Preparing locally ordained clergy

Our diocese has struggled to find the right way to educate and train persons for ordained ministry as non-stipendiary priests in small rural communities.  The canons of the church assert that a priest is a priest is a priest – that we do not have two classes of ordained clergy, one above the other.  What the canons assert does not square with the reality of seminary educated clergy serving in financially healthy congregations and locally ordained clergy serving without pay in small congregations of limited means.  There is a two class system, and it’s obvious.  But we could do a better job bringing them closer together academically.
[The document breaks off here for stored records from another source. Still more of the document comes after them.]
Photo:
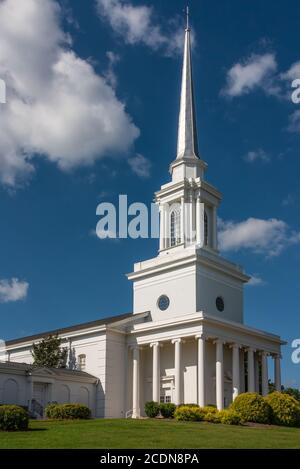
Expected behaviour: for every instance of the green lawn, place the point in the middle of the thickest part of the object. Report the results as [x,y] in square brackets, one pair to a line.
[123,433]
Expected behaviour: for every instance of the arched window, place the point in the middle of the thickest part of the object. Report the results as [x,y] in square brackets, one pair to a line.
[82,362]
[205,229]
[64,394]
[11,392]
[175,237]
[84,396]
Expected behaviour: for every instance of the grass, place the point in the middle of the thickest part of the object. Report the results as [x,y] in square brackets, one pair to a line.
[121,433]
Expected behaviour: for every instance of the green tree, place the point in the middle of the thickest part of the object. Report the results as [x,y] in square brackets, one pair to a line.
[49,353]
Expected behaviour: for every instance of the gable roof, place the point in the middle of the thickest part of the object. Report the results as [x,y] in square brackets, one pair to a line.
[77,327]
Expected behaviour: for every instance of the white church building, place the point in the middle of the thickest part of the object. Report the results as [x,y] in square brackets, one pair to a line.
[185,341]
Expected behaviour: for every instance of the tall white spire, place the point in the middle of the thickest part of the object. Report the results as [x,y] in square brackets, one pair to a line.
[187,145]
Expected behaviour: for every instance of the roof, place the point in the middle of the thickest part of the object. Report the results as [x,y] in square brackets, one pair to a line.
[27,368]
[65,330]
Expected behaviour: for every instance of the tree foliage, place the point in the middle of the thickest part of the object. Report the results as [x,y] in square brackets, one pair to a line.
[49,353]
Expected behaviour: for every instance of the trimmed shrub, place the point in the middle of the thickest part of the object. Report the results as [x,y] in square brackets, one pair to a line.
[252,408]
[67,412]
[209,409]
[152,409]
[167,410]
[285,409]
[189,413]
[188,405]
[229,417]
[212,417]
[13,418]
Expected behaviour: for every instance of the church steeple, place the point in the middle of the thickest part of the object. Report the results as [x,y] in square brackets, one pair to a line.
[187,145]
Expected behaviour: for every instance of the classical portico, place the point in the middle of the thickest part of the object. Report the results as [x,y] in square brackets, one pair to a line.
[223,366]
[185,340]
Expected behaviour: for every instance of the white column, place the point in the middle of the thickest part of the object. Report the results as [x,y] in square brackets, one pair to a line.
[235,371]
[214,228]
[161,227]
[156,372]
[219,375]
[135,383]
[198,220]
[177,343]
[191,224]
[201,370]
[277,372]
[264,373]
[251,377]
[256,371]
[182,220]
[166,228]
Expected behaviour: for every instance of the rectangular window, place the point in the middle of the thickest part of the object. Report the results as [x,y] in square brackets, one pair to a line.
[82,362]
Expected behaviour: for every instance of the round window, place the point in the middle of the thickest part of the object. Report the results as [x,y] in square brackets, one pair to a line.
[163,302]
[220,304]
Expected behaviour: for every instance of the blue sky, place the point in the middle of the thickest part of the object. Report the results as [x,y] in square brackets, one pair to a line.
[91,112]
For some years we trained those to be locally ordained through a diocesan program managed with great enthusiasm while producing inconsistent results.  That has changed.  We have made a connection with the TEEM (Theological Education for Emerging Ministries) program at Pacific Lutheran Theological Seminary through our own denomination’s Church Divinity School of the Pacific.  TEEM provides a three year curriculum built around relatively brief on site sessions three times a year, and year round study assignments that, in the end, approximate the essentials of a seminary education.  The key to TEEM’s success is that each student must have a qualified local mentor who agrees to meet weekly with the student as an extension of the faculty.
Somehow I ended up as a mentor, and have just returned from a couple of days on campus learning what that means.  I found what it doesn’t mean.  It doesn’t mean “Hey Steve, will you be a mentor for this guy?  It won’t take much time or be very demanding.”  Moreover, there are some aspects of the program that are specifically Lutheran.  We will skip those and substitute Episcopal/Anglican classes in their stead through CDSP.
As for my student, he is sixty years old serving as a lay pastor for a small congregation a hundred and thirty miles away from me.  We meet by Skype, which seems to work fairly well.  He’s just starting this three year odyssey, and we shall see how it goes.  His most recent foray into academic study was forty years ago in high school, and his foundation in bible and church hisotry is what he learned in Sunday School.  Nevertheless, he is enthused, energetic and willing to do the work.  Between the two of us we can make it. 
In the end we will still have a two tiered clergy system, no matter what the canons say, but those who are locally ordained will have a far greater understanding of what it means to be a Christian, a priest, and a pastor firmly anchored in scripture, tradition and reason.  They will be more fully equipped for the work to which they have committed.  It promises to be a huge improvement over past practices.